AYM için zor bir karar olduğu belli. Bir yanda ülke topraklarının bir bölümünde özerklik ilanına kadar uzanan, ilçe sokaklarında hendek kazan bir terör var, güvenlik güçlerinin mücadelesi var ve bir yanda da bu mücadeleyi suçlayan bir bildiri var.
***
AYM kararını verdi, gerekçesini de açıkladı. Gerekçenin en özeti şu:
-Bildirinin içeriğine katılmıyoruz.
- Ama bu bildiride terörü onaylamak ve terör örgütüne destek yok.
- Devletin terörle mücadele yöntemi eleştiriliyor. Bu eleştiri ifade özgürlüğü kapsamına giriyor.
- “Bildirinin dilinin sert, suçlayıcı ve kamu otoriteleri açısından rahatsız edici olduğu açıktır. Fakat ifade özgürlüğünün sadece toplum tarafından kabul gören veya zararsız ya da ilgisiz kabul edilen bilgi ve fikirler için değil incitici, şoke edici ya da endişelendirici bilgi ve düşünceler için de geçerli olduğu yinelenmelidir. İfade özgürlüğünün bir dereceye kadar abartıya ve hatta kışkırtmaya izin verecek şekilde geniş yorumlanması gerektiği kabul edilmelidir.”
- Yargıtay içtihatları ve AİHM kararları da bu istikamettedir.”
AYM bu gerekçelerle “İhlal” kararı verdi, ayrıca başvuranlara 9 bin lira tazminat ödenmesini kararlaştırdı.
Kıyamet koptu. AYM’ye karşı iktidara yakın medyanın bombardımanı başladı. Ardından “1071” imzalı AYM’yi ağır biçimde suçlayan başka bir “Akademisyen”bildirisi yayınlandı.
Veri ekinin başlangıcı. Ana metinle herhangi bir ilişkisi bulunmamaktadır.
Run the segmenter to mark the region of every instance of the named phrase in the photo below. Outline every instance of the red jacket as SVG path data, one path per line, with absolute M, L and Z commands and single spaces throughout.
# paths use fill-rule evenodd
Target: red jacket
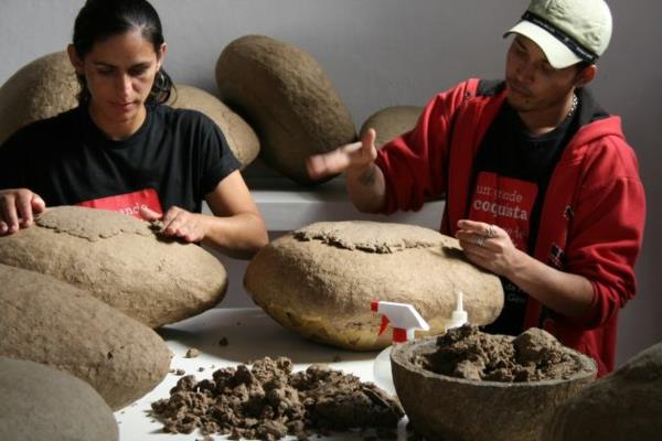
M 457 222 L 469 213 L 473 159 L 506 96 L 503 84 L 483 93 L 484 85 L 469 79 L 437 95 L 413 131 L 380 150 L 384 213 L 419 209 L 427 198 L 446 195 L 440 229 L 455 236 Z M 542 304 L 528 298 L 524 329 L 542 325 L 594 357 L 604 375 L 613 369 L 618 310 L 636 292 L 645 197 L 620 118 L 601 112 L 586 90 L 578 93 L 580 128 L 549 180 L 533 256 L 586 277 L 592 304 L 580 319 L 554 314 L 540 323 Z

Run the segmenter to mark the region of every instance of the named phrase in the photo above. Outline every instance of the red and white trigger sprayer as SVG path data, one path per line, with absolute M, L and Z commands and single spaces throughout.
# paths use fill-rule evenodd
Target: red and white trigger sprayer
M 382 324 L 378 335 L 386 332 L 391 323 L 393 327 L 393 343 L 403 343 L 414 340 L 416 330 L 429 331 L 430 325 L 416 309 L 409 303 L 377 302 L 373 301 L 370 309 L 382 314 Z M 391 372 L 391 348 L 386 347 L 377 355 L 373 365 L 373 376 L 375 384 L 391 395 L 395 395 L 393 386 L 393 374 Z

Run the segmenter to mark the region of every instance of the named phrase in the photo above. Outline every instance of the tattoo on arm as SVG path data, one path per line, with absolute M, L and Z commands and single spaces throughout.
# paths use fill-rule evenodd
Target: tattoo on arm
M 359 176 L 359 183 L 364 186 L 372 186 L 375 183 L 375 166 L 371 166 Z

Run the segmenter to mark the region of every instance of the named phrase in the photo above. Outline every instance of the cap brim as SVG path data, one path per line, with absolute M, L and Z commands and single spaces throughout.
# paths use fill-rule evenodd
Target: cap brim
M 519 22 L 504 33 L 503 36 L 512 33 L 524 35 L 537 44 L 547 57 L 547 62 L 554 68 L 565 68 L 581 61 L 581 58 L 554 35 L 530 21 L 523 20 Z

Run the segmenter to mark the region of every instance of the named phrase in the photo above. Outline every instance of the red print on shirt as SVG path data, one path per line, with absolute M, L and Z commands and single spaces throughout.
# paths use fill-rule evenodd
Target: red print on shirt
M 100 197 L 98 200 L 85 201 L 76 204 L 89 208 L 110 209 L 142 219 L 140 208 L 149 208 L 157 213 L 163 213 L 159 195 L 153 189 L 139 190 L 132 193 L 118 194 L 116 196 Z
M 480 172 L 469 218 L 505 229 L 519 249 L 526 249 L 531 211 L 537 195 L 532 182 Z

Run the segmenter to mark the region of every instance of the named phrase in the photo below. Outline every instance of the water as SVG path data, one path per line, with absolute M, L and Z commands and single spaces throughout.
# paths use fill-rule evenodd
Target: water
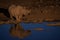
M 47 26 L 47 22 L 38 23 L 21 23 L 25 30 L 31 30 L 31 34 L 22 40 L 60 40 L 60 26 Z M 0 40 L 20 40 L 9 33 L 11 24 L 0 25 Z M 43 28 L 43 31 L 32 30 L 33 28 Z

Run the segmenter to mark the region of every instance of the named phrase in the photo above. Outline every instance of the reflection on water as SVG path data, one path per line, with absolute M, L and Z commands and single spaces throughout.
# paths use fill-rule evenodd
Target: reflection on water
M 30 33 L 30 30 L 24 30 L 22 26 L 19 24 L 15 24 L 15 27 L 11 27 L 10 29 L 10 34 L 19 38 L 24 38 L 28 36 Z
M 22 35 L 23 35 L 23 33 L 24 34 L 26 33 L 25 31 L 27 31 L 29 33 L 27 33 L 28 35 L 25 37 L 23 35 L 23 40 L 60 40 L 60 27 L 47 26 L 46 24 L 47 24 L 47 22 L 44 22 L 41 24 L 21 23 L 22 28 L 24 28 L 24 29 L 22 29 L 22 30 L 18 29 L 19 31 L 16 30 L 16 27 L 14 27 L 14 26 L 11 27 L 11 24 L 0 25 L 0 40 L 20 40 L 21 33 L 18 33 L 18 32 L 22 32 Z M 42 28 L 41 30 L 43 30 L 43 31 L 32 30 L 32 29 L 36 29 L 36 28 Z M 13 35 L 11 35 L 13 31 L 15 32 L 15 35 L 14 35 L 14 33 L 13 33 Z M 17 36 L 17 34 L 19 34 L 19 35 Z M 20 38 L 18 38 L 18 37 L 20 37 Z

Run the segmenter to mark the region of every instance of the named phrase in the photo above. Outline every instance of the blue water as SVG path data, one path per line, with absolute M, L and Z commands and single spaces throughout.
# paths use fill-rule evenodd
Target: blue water
M 60 40 L 60 26 L 47 26 L 47 22 L 38 23 L 21 23 L 25 30 L 31 30 L 31 34 L 23 40 Z M 12 37 L 9 33 L 11 24 L 0 25 L 0 40 L 20 40 Z M 43 28 L 43 31 L 32 30 L 33 28 Z

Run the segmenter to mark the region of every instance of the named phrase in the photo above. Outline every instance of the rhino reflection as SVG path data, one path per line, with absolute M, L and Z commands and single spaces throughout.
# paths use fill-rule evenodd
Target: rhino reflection
M 24 30 L 19 24 L 15 24 L 15 27 L 11 27 L 10 29 L 10 34 L 19 38 L 24 38 L 30 33 L 30 30 Z

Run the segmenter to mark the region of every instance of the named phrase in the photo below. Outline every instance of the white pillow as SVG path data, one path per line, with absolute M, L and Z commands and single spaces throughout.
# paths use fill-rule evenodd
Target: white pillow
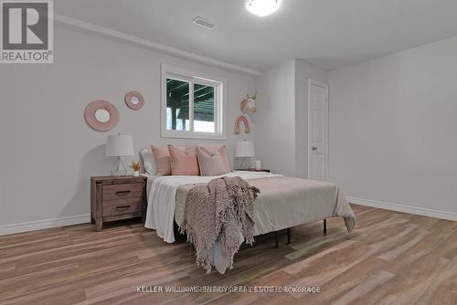
M 154 155 L 153 152 L 151 152 L 151 148 L 143 148 L 140 151 L 140 162 L 142 163 L 144 173 L 149 174 L 155 174 L 155 161 L 154 160 Z

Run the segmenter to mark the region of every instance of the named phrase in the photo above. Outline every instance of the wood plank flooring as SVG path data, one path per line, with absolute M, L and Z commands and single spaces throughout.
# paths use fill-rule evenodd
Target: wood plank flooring
M 457 222 L 353 205 L 343 220 L 256 238 L 225 275 L 139 223 L 0 237 L 0 304 L 457 304 Z M 320 293 L 138 293 L 137 286 L 319 286 Z

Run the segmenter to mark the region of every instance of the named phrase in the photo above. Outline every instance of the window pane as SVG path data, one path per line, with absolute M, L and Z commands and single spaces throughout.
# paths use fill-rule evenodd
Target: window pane
M 166 79 L 166 129 L 190 131 L 189 83 Z
M 194 84 L 194 131 L 216 132 L 213 86 Z

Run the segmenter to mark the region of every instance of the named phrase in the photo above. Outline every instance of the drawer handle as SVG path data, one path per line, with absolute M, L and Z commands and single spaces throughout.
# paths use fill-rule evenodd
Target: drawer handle
M 119 197 L 123 197 L 127 195 L 130 194 L 130 191 L 119 191 L 119 192 L 116 192 L 116 195 L 119 196 Z

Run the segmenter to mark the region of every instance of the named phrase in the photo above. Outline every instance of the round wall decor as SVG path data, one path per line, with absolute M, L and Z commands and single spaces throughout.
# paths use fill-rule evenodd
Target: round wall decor
M 84 118 L 90 128 L 97 131 L 108 131 L 119 121 L 116 106 L 106 100 L 95 100 L 87 105 Z
M 131 110 L 138 110 L 144 105 L 144 97 L 138 91 L 130 91 L 125 94 L 125 103 Z

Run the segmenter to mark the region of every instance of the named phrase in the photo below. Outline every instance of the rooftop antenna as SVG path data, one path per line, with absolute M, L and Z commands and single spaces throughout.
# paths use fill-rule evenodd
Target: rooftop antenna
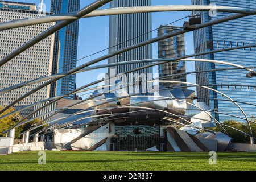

AYM’de “İhlal” yönünde oy kullanan üyeler, böyle bir tepki ile karşılaşacaklarını düşünmemişler midir? Tabii ki düşünmüşlerdir. Bu işlerin “konjonktür”e göre tepki veya suskunlukla karşılaşacağının da bilinci içindedirler.
Ama sanırım bildikleri bir başka şey daha vardır ki o da, böyle bir davanın AYM’de sonuçlanmayıp AİHM’e gitmesi durumunda yine “İhlal” kararı verilecek ve bu defa muhtemel ki takdir edilecek tazminat, AYM’de belirlenenin çok çok üstünde olacak.
Diğer bir husus ise, bireysel başvurularda AYM’nin etkin bir denetleme kurumu olup olmama özelliği gündeme gelecek. Siz, size yapılan başvuruları AİHM kriterleri çerçevesinde değerlendirebiliyor musunuz, yoksa ülkedeki hakim siyasi yapının etkisinde mi kalıyorsunuz?
Tabii ki, “Bizim terör kriterlerimiz farklı, onun için her zaman AİHM’le buluşamayabiliriz” itirazı yapılabilir. Ama AİHM kararlarının bağlayıcılığını da kabul etmiş bir ülke olarak bu itirazlar, sadece zevahiri kurtarır.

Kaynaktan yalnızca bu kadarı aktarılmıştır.